Hey guys, I was so excited when I got home I just had post! Today I sang in front of people other than my music teacher for the first time!  And it went great! I was very anxious to find out whether I'd do well on stage or have crippling stage fright. Turns out I loved it, it was a very small recital held at my music teachers church, but still this was a personal triumph. I didn't sing 'real' opera (I'm not ready for big girl opera yet), instead I sang 'Wishing You Were Somehow Here Again' from phantom of the opera. Ahh today was a good day.

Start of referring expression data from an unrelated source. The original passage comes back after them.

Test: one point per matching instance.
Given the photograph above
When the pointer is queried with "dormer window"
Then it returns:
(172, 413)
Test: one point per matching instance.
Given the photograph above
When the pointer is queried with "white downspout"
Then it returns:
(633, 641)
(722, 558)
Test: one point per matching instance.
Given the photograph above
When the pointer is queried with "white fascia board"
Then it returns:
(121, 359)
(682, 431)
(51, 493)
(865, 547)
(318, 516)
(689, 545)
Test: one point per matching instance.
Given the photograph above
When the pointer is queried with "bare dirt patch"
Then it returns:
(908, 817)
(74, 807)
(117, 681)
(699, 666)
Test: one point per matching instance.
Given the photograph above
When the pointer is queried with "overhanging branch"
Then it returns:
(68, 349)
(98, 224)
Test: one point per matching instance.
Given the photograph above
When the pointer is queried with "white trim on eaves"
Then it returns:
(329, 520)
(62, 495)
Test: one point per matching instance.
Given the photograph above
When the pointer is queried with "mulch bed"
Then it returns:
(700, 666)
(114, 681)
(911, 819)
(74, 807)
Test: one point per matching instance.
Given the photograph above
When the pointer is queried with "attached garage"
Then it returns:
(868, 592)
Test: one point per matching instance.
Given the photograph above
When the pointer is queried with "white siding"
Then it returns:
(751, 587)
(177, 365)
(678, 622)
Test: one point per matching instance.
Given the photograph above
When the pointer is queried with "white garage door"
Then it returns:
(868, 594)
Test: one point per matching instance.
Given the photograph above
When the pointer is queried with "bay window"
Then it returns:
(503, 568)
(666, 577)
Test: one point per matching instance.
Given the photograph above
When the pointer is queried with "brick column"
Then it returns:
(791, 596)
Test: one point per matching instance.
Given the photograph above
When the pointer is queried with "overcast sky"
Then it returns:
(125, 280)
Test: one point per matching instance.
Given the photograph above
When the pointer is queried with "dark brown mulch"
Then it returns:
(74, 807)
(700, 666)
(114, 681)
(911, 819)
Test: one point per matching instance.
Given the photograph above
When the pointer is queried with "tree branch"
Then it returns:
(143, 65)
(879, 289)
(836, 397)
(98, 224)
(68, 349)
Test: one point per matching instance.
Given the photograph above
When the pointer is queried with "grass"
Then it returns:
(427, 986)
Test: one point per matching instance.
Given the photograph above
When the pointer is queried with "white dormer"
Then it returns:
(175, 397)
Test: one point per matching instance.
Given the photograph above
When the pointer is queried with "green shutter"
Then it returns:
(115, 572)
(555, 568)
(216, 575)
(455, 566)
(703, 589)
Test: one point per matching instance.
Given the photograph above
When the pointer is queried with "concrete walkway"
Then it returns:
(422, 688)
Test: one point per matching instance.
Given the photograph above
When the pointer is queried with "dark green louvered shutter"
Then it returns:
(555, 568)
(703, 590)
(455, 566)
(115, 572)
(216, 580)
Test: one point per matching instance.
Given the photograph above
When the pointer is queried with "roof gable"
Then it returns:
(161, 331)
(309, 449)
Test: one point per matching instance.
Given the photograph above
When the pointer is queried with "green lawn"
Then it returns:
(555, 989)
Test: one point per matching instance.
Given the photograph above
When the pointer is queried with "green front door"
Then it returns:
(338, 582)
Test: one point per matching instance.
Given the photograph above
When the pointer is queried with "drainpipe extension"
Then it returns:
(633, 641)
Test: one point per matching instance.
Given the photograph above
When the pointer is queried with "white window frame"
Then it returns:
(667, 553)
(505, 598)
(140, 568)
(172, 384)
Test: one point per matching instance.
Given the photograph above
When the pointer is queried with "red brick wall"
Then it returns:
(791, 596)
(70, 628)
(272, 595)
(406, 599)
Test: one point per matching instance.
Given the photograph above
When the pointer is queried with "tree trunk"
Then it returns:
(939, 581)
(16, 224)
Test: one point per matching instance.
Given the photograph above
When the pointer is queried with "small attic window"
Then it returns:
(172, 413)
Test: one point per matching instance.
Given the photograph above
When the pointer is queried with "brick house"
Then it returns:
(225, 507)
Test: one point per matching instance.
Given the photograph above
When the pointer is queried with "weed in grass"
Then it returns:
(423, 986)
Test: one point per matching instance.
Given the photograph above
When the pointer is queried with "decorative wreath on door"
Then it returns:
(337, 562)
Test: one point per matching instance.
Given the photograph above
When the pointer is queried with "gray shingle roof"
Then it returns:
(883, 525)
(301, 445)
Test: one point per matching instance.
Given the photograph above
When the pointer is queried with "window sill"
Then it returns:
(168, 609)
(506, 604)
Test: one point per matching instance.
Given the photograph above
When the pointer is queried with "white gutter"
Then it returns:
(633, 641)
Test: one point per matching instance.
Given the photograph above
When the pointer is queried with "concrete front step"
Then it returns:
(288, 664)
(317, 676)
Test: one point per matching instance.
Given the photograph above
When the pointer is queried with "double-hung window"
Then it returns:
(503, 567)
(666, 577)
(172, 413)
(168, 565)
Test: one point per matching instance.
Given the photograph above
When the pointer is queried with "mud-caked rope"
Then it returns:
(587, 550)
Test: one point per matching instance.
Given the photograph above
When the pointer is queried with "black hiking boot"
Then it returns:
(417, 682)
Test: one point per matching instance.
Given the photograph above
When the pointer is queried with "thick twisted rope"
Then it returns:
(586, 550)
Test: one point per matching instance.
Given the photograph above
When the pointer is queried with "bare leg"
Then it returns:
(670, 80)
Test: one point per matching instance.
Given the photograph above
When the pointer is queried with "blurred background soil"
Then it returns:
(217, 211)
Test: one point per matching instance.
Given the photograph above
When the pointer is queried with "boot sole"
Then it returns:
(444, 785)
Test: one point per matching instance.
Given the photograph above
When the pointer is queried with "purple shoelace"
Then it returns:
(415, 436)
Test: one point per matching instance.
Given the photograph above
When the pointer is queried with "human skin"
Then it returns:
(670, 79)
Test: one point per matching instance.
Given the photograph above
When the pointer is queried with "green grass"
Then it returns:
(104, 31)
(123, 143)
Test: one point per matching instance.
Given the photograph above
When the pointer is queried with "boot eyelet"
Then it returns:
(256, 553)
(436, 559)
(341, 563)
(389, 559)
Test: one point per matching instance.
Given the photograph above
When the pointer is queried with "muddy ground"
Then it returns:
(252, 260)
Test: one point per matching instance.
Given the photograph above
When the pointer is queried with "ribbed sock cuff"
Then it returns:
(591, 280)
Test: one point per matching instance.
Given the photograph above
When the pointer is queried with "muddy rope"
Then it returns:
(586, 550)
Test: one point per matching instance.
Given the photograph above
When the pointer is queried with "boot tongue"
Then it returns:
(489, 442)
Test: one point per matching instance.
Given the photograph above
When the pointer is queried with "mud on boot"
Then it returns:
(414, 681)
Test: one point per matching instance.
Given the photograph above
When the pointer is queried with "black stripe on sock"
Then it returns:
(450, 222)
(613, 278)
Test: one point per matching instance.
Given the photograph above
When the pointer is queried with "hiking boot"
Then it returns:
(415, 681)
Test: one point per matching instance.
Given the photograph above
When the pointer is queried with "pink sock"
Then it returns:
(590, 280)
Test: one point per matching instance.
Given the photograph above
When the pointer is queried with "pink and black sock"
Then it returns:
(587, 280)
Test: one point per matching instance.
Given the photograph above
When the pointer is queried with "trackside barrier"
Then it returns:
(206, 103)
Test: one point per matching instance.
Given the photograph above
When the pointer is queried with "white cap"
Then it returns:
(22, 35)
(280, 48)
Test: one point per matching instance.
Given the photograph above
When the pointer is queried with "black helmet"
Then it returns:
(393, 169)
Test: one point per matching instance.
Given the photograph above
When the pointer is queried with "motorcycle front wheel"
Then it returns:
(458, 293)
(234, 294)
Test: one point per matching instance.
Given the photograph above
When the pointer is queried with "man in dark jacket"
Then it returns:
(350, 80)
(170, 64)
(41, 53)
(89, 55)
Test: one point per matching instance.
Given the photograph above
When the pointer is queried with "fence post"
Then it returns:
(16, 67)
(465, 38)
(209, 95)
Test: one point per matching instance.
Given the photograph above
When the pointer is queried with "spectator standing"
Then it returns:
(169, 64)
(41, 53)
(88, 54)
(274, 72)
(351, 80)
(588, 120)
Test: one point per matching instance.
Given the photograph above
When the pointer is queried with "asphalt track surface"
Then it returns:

Anyway, ahem, just thought I'd share!


----------



## edge (Nov 19, 2011)

Congratulations! That is a real accomplishment. Good luck to you in the future.


----------



## jhar26 (Jul 6, 2008)

Fab! I'm happy for you.


----------



## amfortas (Jun 15, 2011)

Sing, my Angel of Music!


----------



## samurai (Apr 22, 2011)

@ CountessAdele, Nice going, and may you have continuing successes in your future musical career! :clap:


----------



## mamascarlatti (Sep 23, 2009)

Good for you! All good wishes for your dream to come true!


----------



## Jeremy Marchant (Mar 11, 2010)

Well done! 
Spend some time reliving that experience of triumph and making the memory as real as possible. 
It will be good to remember this in the future if you ever have a moment of nerves.


----------



## sospiro (Apr 3, 2010)

Congratulations Countess on an important milestone in your career. Well done!


----------



## Lunasong (Mar 15, 2011)

YAY! Happy for you!


----------



## Krummhorn (Feb 18, 2007)

Congratulations ... always count your successes as wonderful achievements and take time to revel from the experience. 

Best of luck in all your future endeavours.


----------



## CountessAdele (Aug 25, 2011)

Thanks everyone! Haha what a wonderful support group I have here on TC!


----------



## Polednice (Sep 13, 2009)

Post a video or it didn't happen.


----------



## CountessAdele (Aug 25, 2011)

Polednice said:


> Post a video or it didn't happen.


We did record it, but I'm not going to show you guys!  There's a big difference between that crowd and this crowd (because this one actually knows how things are supposed to sound!). Haha _maybe_ someday when I've actually learned a real aria I'll post a recording.


----------



## Dodecaplex (Oct 14, 2011)

CountessAdele said:


> We did record it, but I'm not going to show you guys!  There's a big difference between that crowd and this crowd (because this one actually knows how things are supposed to sound!). Haha _maybe_ someday when I've actually learned a real aria I'll post a recording.


You see that little cute doggy standing besides me in my avatar? Well, his name is Milou (google it if you like) and he just told me he'd be very depressed if he didn't see the video. So, for the sake of Milou, and our unquenchable curiosity, please show us. :angel:


----------



## Ukko (Jun 4, 2010)

CountessAdele said:


> [...]
> Anyway, ahem, just thought I'd share!




Hey, I can actually type :Thanks for sharing! without sarcasm. I just saluted you with my morning coffee.

:tiphat:


----------



## MAuer (Feb 6, 2011)

CountessAdele said:


> Thanks everyone! Haha what a wonderful support group I have here on TC!


Just remember us when you're a famous diva and we want our names placed on your backstage list!


----------